Two weeks ago, The Center for Popular Democracy was able to meet with Fed Chair Janet Yellen and three other Fed governors to state their case on how the Fed can help Fix the Jobs. Part of their demands are that the public has more input over selection of Fed presidents. “They want a public schedule of the process, a list of criteria for how the replacements will be chosen, a chance for members to question the candidates, and public forums where citizens can discuss monetary policy with candidates and the search committee.”
On selecting Fed Governors, with currently two vacancies, Senators Elizabeth Warren and Joe Manchin wrote an article for the Wall Street Journal. In it they call for President Obama to nominate people that will help fix the regulatory problems at the Federal Reserve. Stating,
“The five sitting governors have a variety of academic and industry experience, but not one came to the Fed with a meaningful background in overseeing or investigating big banks or any experience distinguishing between the greater risks posed by the biggest banks relative to community banks. By nominating people who have a strong track record in these areas and who have a demonstrated commitment to not backing down when they find problems, the administration can show that it is taking the Fed’s supervision problem seriously. Nominating Wall Street insiders for the Board of Governors would send the opposite message.”

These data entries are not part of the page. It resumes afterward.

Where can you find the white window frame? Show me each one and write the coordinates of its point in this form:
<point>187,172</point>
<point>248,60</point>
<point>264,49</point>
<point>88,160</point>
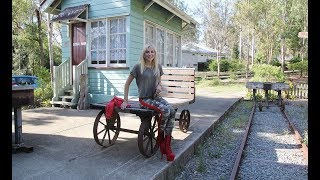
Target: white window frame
<point>108,43</point>
<point>176,47</point>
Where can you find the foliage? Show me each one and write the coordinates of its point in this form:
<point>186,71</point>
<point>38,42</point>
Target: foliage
<point>302,66</point>
<point>227,65</point>
<point>267,73</point>
<point>43,95</point>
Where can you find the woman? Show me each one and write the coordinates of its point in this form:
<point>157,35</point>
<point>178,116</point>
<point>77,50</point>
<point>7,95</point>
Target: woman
<point>148,78</point>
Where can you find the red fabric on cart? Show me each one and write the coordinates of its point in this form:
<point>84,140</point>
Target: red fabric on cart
<point>115,102</point>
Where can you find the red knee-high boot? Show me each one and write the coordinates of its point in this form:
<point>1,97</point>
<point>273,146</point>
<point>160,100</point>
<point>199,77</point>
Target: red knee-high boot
<point>160,142</point>
<point>168,151</point>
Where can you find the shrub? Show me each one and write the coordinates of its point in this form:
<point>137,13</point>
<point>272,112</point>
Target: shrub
<point>267,73</point>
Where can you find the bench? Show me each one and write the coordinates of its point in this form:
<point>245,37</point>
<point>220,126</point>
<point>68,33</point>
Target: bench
<point>178,88</point>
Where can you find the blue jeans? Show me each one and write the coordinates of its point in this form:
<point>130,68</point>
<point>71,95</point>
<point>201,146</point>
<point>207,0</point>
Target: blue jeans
<point>168,113</point>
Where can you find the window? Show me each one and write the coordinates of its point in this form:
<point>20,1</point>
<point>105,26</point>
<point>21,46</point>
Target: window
<point>108,43</point>
<point>168,45</point>
<point>169,50</point>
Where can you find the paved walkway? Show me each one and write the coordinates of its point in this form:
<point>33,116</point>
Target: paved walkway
<point>64,148</point>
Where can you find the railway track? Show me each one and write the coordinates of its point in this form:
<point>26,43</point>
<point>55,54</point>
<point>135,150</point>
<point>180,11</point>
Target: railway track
<point>252,144</point>
<point>271,147</point>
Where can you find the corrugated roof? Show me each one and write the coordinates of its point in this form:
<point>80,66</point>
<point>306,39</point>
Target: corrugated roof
<point>70,13</point>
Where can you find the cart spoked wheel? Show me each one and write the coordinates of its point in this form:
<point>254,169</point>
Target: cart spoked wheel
<point>184,121</point>
<point>147,136</point>
<point>106,131</point>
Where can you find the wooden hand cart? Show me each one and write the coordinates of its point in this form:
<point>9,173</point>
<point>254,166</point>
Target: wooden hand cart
<point>178,88</point>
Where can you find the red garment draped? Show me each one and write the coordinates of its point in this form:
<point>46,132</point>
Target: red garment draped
<point>115,102</point>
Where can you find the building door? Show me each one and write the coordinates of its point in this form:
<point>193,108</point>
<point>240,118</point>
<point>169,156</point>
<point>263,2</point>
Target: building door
<point>78,43</point>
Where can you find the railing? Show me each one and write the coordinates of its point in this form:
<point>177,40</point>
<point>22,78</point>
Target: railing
<point>61,79</point>
<point>300,90</point>
<point>81,68</point>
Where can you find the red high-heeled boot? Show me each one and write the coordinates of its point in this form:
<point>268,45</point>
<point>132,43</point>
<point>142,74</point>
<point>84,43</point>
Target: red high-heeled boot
<point>161,143</point>
<point>168,151</point>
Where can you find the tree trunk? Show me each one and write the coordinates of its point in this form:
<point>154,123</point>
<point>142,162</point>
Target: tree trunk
<point>38,14</point>
<point>282,54</point>
<point>49,24</point>
<point>218,62</point>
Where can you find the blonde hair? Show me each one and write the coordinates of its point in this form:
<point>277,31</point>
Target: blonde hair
<point>154,63</point>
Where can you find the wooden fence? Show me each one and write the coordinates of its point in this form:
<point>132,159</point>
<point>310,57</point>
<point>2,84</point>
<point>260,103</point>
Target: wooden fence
<point>226,75</point>
<point>299,89</point>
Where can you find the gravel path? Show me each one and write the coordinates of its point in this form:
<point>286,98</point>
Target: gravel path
<point>271,151</point>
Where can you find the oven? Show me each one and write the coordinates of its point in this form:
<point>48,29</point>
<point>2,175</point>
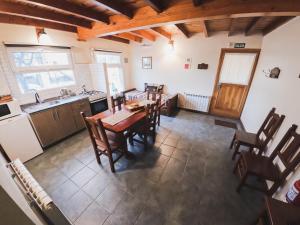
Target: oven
<point>99,105</point>
<point>9,109</point>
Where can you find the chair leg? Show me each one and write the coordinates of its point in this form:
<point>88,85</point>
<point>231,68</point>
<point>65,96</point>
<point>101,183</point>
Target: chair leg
<point>232,142</point>
<point>111,163</point>
<point>242,182</point>
<point>236,150</point>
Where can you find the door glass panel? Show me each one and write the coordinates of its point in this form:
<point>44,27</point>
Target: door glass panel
<point>236,68</point>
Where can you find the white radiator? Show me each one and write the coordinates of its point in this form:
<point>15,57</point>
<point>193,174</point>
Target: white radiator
<point>195,102</point>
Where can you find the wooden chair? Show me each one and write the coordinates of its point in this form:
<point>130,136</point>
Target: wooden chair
<point>147,127</point>
<point>262,167</point>
<point>155,96</point>
<point>104,142</point>
<point>261,139</point>
<point>117,101</point>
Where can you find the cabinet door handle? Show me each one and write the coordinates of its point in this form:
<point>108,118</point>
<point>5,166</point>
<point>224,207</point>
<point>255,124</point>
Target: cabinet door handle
<point>53,115</point>
<point>57,114</point>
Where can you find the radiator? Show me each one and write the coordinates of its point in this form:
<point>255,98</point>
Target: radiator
<point>195,102</point>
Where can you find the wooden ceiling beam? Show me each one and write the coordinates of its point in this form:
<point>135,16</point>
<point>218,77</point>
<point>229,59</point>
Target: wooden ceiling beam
<point>144,34</point>
<point>12,19</point>
<point>183,11</point>
<point>14,8</point>
<point>116,39</point>
<point>163,33</point>
<point>156,5</point>
<point>116,7</point>
<point>277,23</point>
<point>205,29</point>
<point>197,2</point>
<point>182,28</point>
<point>73,9</point>
<point>130,37</point>
<point>252,26</point>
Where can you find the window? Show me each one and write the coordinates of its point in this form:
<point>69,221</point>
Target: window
<point>42,68</point>
<point>114,70</point>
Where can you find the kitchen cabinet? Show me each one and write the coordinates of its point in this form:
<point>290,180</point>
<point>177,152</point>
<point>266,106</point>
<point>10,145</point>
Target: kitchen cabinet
<point>56,123</point>
<point>77,108</point>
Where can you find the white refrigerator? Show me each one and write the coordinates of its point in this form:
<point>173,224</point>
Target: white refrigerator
<point>18,138</point>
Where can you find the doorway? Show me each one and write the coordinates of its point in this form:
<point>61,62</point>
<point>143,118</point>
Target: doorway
<point>234,77</point>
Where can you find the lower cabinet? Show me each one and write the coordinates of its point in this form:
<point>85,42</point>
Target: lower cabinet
<point>56,123</point>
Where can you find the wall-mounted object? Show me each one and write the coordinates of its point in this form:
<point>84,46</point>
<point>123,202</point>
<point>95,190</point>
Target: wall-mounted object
<point>273,73</point>
<point>147,62</point>
<point>202,66</point>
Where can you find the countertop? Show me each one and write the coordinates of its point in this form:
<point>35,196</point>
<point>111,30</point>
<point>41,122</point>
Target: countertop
<point>51,103</point>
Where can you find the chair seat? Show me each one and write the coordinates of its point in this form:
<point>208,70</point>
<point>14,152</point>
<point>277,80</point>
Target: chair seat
<point>114,141</point>
<point>261,166</point>
<point>246,138</point>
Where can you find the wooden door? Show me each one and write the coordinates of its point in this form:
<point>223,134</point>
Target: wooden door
<point>234,77</point>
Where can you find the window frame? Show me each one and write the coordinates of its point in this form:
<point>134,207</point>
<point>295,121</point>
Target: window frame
<point>48,68</point>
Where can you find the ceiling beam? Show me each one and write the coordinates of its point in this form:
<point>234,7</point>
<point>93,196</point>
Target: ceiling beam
<point>183,11</point>
<point>116,7</point>
<point>41,13</point>
<point>12,19</point>
<point>73,9</point>
<point>160,31</point>
<point>156,5</point>
<point>277,23</point>
<point>144,34</point>
<point>252,26</point>
<point>183,30</point>
<point>130,37</point>
<point>205,28</point>
<point>117,39</point>
<point>197,2</point>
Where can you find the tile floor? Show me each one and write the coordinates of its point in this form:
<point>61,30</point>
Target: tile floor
<point>186,178</point>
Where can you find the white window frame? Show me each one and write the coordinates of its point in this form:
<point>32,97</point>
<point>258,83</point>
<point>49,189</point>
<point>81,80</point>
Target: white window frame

The Editors at BloombergView take Japan’s new recession to remind people that the EU and US central banks can learn from mistakes made by Japan for the 15+ years in dealing with their macroeconomic problems. Stating,
“Japan’s challenges in the early 1990s bear a striking resemblance to those of the broader developed world today. Government spending programs in the U.S. and Europe have fallen short of what the International Monetary Fund says is needed to reinvigorate growth. Banks are undercapitalized, contributing to a malaise that has seen euro-area business lending shrink for two years straight. Economists are warning of an extended period of stagnation unless governments act to increase potential growth — by investing in infrastructure, encouraging more people to join the work force and promoting competition.”
Finally, Pew Research investigates in detail who are the people the have dropped out of the workforce. Finding that older workers are staying in the labor force longer while more younger workers are opting out of the labor force for various reason. Of the population of adults out of the workforce 35.1% are discouraged workers.